Mais ce qui distingue Watteau de ses prédécesseurs et de ses imitateurs, outre cette invention si personnelle de la fête galante, dont l'exemple le plus accompli est le Pèlerinage à l'île de Cythère – dès lors qu'on lui restitue son sens, qui est celui d'un départ de l'île, où, dans une atmosphère triste et désenchantée, les couples quittent un à un le havre de l'amour, symbole de la vie humaine –, c'est cette mystérieuse inquiétude, cette sourde mélancolie qui perce sous des apparences frivoles. Devant la vanité du réel, Watteau choisit de se réfugier dans l'univers poétique du rêve : les protagonistes de son théâtre s'évadent dans l'« illusion comique », les personnages policés de ses parcs choisissent une terre enchantée. À l'inverse d'un Chardin, et par des voies à l'opposé de celles de Boucher ou de Fragonard – pourtant, eux aussi, « enchanteurs et magiciens », mais combien plus terre à terre –, il tourne le dos, pour l'essentiel, à la réalité quotidienne.
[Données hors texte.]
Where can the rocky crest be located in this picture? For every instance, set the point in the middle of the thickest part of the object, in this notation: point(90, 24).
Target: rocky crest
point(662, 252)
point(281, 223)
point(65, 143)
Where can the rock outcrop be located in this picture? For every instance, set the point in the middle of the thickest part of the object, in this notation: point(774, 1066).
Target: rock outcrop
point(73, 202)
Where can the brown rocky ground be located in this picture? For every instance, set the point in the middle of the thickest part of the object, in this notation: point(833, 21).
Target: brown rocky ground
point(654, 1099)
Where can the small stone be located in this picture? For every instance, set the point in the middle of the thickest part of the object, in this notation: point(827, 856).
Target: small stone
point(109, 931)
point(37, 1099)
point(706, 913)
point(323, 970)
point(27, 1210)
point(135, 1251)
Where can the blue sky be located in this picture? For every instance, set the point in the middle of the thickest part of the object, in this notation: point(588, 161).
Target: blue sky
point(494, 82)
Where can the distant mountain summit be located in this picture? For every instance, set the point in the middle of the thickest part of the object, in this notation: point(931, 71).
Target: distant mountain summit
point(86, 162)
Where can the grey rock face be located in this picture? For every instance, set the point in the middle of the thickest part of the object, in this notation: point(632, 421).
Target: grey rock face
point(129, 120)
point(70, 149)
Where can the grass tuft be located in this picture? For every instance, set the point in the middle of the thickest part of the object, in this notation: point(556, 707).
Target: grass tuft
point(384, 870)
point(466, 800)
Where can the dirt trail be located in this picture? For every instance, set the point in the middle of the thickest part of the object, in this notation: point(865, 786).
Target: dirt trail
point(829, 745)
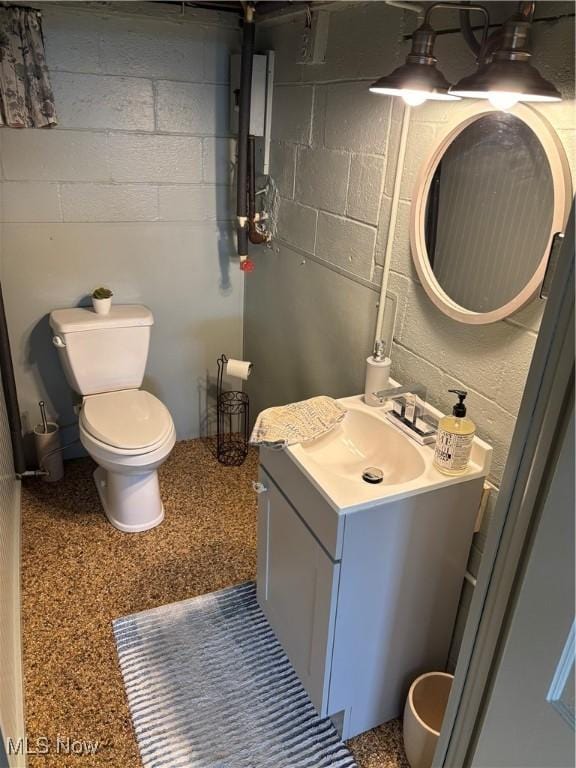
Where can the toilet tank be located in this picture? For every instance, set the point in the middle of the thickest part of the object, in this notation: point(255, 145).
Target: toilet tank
point(103, 353)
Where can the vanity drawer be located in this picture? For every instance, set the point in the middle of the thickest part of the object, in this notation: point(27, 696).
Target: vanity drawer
point(322, 519)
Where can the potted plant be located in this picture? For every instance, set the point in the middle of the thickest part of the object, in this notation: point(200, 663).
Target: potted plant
point(102, 300)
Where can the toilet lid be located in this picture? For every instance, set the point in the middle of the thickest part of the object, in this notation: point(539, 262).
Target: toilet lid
point(129, 419)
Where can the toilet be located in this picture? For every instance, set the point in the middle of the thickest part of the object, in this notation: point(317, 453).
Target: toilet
point(126, 430)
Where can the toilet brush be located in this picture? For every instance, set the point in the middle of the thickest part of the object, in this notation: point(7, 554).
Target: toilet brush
point(47, 442)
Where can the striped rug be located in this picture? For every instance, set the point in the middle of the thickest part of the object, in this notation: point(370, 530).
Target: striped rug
point(209, 686)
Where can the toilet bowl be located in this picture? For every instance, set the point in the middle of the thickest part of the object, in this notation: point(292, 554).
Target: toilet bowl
point(127, 431)
point(129, 434)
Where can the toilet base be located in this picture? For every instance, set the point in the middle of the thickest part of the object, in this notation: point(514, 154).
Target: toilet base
point(131, 502)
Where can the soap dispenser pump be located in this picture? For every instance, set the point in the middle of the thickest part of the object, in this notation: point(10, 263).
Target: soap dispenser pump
point(454, 440)
point(377, 373)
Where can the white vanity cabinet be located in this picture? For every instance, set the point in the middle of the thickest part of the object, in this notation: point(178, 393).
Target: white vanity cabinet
point(363, 600)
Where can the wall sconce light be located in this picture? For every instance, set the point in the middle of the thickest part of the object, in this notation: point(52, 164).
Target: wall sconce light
point(504, 75)
point(509, 77)
point(418, 79)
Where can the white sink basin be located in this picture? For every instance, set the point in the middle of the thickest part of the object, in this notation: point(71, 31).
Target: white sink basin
point(365, 439)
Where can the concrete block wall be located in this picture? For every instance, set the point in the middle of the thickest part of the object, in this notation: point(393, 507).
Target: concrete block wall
point(334, 157)
point(131, 190)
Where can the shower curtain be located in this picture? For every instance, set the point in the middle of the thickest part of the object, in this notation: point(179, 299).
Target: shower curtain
point(26, 98)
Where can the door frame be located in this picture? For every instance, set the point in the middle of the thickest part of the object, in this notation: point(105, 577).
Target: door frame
point(538, 433)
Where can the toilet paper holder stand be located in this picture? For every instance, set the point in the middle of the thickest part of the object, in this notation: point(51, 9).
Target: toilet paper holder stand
point(233, 416)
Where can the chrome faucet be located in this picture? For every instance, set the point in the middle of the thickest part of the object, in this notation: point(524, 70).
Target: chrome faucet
point(409, 411)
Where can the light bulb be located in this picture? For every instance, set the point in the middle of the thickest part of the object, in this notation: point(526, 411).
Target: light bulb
point(503, 99)
point(414, 98)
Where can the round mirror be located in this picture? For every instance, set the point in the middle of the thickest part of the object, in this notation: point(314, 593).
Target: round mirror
point(487, 206)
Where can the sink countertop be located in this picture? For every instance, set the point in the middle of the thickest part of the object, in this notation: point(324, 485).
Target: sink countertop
point(411, 468)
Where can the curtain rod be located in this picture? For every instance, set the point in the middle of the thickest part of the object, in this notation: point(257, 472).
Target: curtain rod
point(20, 7)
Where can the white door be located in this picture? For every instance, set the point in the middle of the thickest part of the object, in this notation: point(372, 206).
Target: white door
point(297, 590)
point(529, 720)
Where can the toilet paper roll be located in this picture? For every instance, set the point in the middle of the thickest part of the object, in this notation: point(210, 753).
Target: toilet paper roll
point(238, 368)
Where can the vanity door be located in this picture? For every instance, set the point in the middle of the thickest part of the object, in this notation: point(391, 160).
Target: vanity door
point(297, 590)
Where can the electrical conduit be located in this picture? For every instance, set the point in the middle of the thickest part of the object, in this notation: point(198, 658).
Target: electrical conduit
point(392, 223)
point(243, 131)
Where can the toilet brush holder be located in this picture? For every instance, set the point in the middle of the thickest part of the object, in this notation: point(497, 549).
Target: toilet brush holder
point(48, 452)
point(233, 417)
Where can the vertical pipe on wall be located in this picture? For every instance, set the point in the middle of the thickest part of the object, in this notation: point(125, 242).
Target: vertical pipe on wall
point(392, 222)
point(10, 395)
point(244, 129)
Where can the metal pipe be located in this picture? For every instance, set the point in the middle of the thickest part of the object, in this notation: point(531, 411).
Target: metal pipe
point(10, 394)
point(243, 129)
point(392, 223)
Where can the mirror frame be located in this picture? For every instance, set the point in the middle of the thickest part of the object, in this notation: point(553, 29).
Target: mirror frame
point(562, 188)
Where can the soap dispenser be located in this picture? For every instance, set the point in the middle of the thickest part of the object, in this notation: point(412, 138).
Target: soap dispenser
point(454, 440)
point(377, 374)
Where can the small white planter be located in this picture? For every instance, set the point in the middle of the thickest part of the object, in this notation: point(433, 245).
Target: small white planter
point(423, 715)
point(101, 306)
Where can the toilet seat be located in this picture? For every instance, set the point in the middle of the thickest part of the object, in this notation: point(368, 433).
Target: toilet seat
point(128, 422)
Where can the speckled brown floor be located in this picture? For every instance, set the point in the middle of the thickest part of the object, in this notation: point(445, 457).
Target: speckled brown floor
point(79, 573)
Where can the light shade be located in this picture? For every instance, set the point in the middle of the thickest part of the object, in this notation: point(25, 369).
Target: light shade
point(418, 79)
point(509, 77)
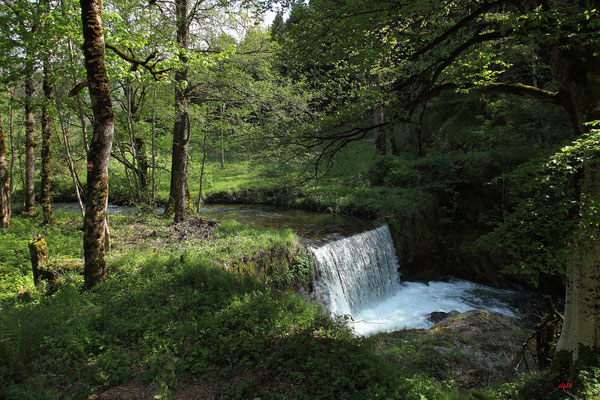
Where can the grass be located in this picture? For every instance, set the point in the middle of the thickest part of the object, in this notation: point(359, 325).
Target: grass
point(177, 319)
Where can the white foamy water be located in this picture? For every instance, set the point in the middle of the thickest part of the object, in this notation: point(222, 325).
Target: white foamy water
point(358, 276)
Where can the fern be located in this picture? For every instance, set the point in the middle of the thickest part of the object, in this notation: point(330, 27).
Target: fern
point(19, 346)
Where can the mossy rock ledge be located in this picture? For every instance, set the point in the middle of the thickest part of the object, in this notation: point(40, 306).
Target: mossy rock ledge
point(477, 348)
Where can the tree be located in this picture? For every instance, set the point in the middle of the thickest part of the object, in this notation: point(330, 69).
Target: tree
point(100, 146)
point(4, 183)
point(431, 47)
point(46, 121)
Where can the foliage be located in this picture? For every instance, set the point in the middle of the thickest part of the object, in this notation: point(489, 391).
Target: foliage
point(539, 235)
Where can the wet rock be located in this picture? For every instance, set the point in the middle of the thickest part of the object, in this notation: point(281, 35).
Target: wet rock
point(476, 349)
point(438, 316)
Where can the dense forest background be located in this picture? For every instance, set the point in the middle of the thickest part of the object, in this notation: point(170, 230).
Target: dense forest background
point(468, 127)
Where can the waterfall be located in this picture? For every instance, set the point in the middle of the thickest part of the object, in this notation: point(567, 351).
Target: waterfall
point(356, 272)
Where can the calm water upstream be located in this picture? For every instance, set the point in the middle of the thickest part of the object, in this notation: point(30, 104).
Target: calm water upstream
point(357, 273)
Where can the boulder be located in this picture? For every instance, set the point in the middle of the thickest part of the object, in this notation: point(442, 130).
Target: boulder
point(438, 316)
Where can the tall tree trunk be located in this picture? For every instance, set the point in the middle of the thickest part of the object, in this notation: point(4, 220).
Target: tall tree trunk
point(154, 145)
point(181, 128)
point(581, 328)
point(140, 150)
point(202, 171)
point(4, 184)
point(65, 134)
point(132, 148)
point(378, 119)
point(29, 141)
point(576, 69)
point(95, 224)
point(11, 127)
point(46, 135)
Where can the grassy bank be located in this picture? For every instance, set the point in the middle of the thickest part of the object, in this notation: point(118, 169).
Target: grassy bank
point(190, 312)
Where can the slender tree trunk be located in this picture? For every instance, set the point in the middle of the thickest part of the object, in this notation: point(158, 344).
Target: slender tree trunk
point(74, 82)
point(11, 127)
point(181, 128)
point(95, 225)
point(202, 171)
point(140, 150)
point(154, 145)
point(132, 148)
point(46, 136)
point(4, 184)
point(379, 118)
point(65, 134)
point(29, 142)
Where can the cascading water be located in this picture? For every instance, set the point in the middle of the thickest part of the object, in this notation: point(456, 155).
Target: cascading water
point(356, 272)
point(358, 276)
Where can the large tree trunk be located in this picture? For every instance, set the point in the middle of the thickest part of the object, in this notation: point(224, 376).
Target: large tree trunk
point(181, 128)
point(581, 328)
point(97, 194)
point(46, 135)
point(576, 68)
point(29, 141)
point(4, 184)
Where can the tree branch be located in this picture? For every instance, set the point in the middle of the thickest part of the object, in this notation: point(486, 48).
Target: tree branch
point(136, 63)
point(456, 27)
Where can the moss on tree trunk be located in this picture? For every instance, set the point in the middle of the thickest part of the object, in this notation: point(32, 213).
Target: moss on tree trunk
point(94, 239)
point(38, 252)
point(4, 183)
point(46, 136)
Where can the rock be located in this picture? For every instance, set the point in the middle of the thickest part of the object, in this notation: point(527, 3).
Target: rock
point(474, 349)
point(438, 316)
point(491, 330)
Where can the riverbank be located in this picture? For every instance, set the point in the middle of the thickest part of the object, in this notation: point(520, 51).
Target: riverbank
point(177, 319)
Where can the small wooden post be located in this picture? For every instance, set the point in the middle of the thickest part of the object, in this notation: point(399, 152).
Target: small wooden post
point(38, 250)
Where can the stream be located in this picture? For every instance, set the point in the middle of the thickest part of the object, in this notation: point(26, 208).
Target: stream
point(357, 273)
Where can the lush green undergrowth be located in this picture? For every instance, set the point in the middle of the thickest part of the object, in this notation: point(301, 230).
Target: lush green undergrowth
point(180, 316)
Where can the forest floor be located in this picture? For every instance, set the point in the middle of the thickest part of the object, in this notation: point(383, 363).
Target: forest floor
point(184, 315)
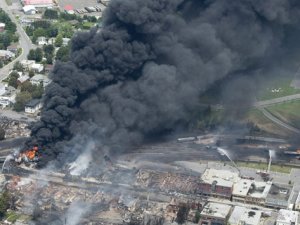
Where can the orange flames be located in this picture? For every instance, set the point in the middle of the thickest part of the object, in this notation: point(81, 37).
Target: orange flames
point(30, 154)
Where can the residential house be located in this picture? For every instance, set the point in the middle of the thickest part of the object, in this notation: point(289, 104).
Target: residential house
point(38, 3)
point(23, 77)
point(37, 67)
point(8, 97)
point(51, 41)
point(287, 217)
point(48, 68)
point(26, 64)
point(6, 55)
point(41, 41)
point(29, 9)
point(13, 48)
point(66, 41)
point(215, 213)
point(2, 27)
point(33, 106)
point(40, 79)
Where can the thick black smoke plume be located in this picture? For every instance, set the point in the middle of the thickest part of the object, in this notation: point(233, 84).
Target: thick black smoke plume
point(141, 74)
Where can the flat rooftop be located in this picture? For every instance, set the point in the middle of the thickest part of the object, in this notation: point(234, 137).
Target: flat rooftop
point(216, 210)
point(287, 217)
point(259, 189)
point(224, 178)
point(280, 192)
point(242, 215)
point(298, 199)
point(242, 187)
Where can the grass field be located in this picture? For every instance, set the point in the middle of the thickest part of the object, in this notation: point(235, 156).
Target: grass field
point(8, 2)
point(277, 88)
point(264, 166)
point(266, 126)
point(289, 112)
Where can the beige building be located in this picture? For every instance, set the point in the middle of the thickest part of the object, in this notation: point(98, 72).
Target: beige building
point(244, 216)
point(215, 213)
point(287, 217)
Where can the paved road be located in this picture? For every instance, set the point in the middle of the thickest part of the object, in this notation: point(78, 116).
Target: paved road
point(16, 115)
point(279, 122)
point(24, 40)
point(277, 100)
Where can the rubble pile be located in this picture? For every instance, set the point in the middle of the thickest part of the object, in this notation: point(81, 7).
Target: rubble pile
point(168, 181)
point(14, 128)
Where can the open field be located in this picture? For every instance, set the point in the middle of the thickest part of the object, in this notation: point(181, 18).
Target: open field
point(277, 88)
point(264, 124)
point(288, 112)
point(264, 166)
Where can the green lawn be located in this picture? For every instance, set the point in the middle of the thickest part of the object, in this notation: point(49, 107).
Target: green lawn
point(278, 88)
point(264, 166)
point(288, 111)
point(266, 126)
point(8, 2)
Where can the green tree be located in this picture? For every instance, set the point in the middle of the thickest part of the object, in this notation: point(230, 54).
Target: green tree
point(27, 86)
point(197, 217)
point(22, 99)
point(66, 30)
point(63, 53)
point(39, 54)
point(50, 14)
point(31, 73)
point(2, 134)
point(31, 55)
point(39, 32)
point(52, 31)
point(29, 30)
point(48, 49)
point(58, 40)
point(49, 59)
point(5, 40)
point(13, 79)
point(18, 66)
point(41, 24)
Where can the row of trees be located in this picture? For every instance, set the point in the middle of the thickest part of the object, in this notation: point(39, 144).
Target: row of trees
point(9, 36)
point(28, 92)
point(48, 52)
point(44, 28)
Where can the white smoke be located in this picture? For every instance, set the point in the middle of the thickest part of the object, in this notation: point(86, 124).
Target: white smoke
point(76, 211)
point(83, 161)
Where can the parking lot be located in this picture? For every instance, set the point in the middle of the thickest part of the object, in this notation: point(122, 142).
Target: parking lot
point(79, 4)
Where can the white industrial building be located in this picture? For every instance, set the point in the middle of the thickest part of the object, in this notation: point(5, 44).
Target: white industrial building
point(297, 203)
point(215, 213)
point(287, 217)
point(33, 106)
point(40, 79)
point(244, 216)
point(29, 9)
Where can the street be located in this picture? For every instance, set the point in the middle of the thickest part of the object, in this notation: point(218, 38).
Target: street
point(25, 42)
point(278, 121)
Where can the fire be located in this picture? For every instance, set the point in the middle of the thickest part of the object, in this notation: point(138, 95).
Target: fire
point(29, 155)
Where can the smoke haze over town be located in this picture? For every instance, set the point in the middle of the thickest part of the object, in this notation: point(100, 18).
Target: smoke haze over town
point(142, 72)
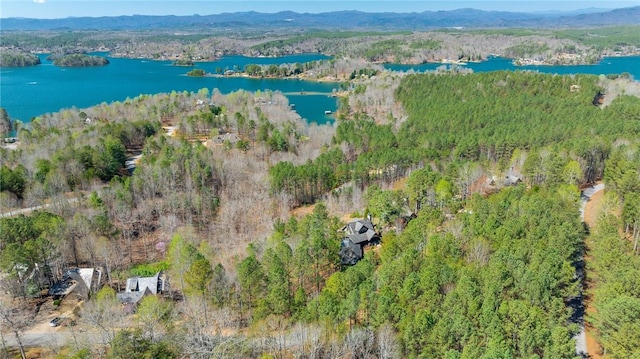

En fin de compte, l'apparition de Watteau dans l'histoire de l'art a tous les aspects d'un accident : rien ou presque ne l'annonçait dans la dernière génération des peintres de Louis XIV. À sa mort, la peinture française du xviiie s. prend un nouveau tournant, et c'est aux frères Goncourt que reviendra le mérite d'avoir redécouvert le peintre et si finement saisi la place exceptionnelle qu'il occupe en son temps.

La famille de Watteau

Son neveu Louis Joseph (Valenciennes 1731-Lille 1798) ainsi que le fils de ce dernier, François Louis Joseph (Valenciennes 1758-Lille 1823), furent également peintres, connus sous le nom des Watteau de Lille.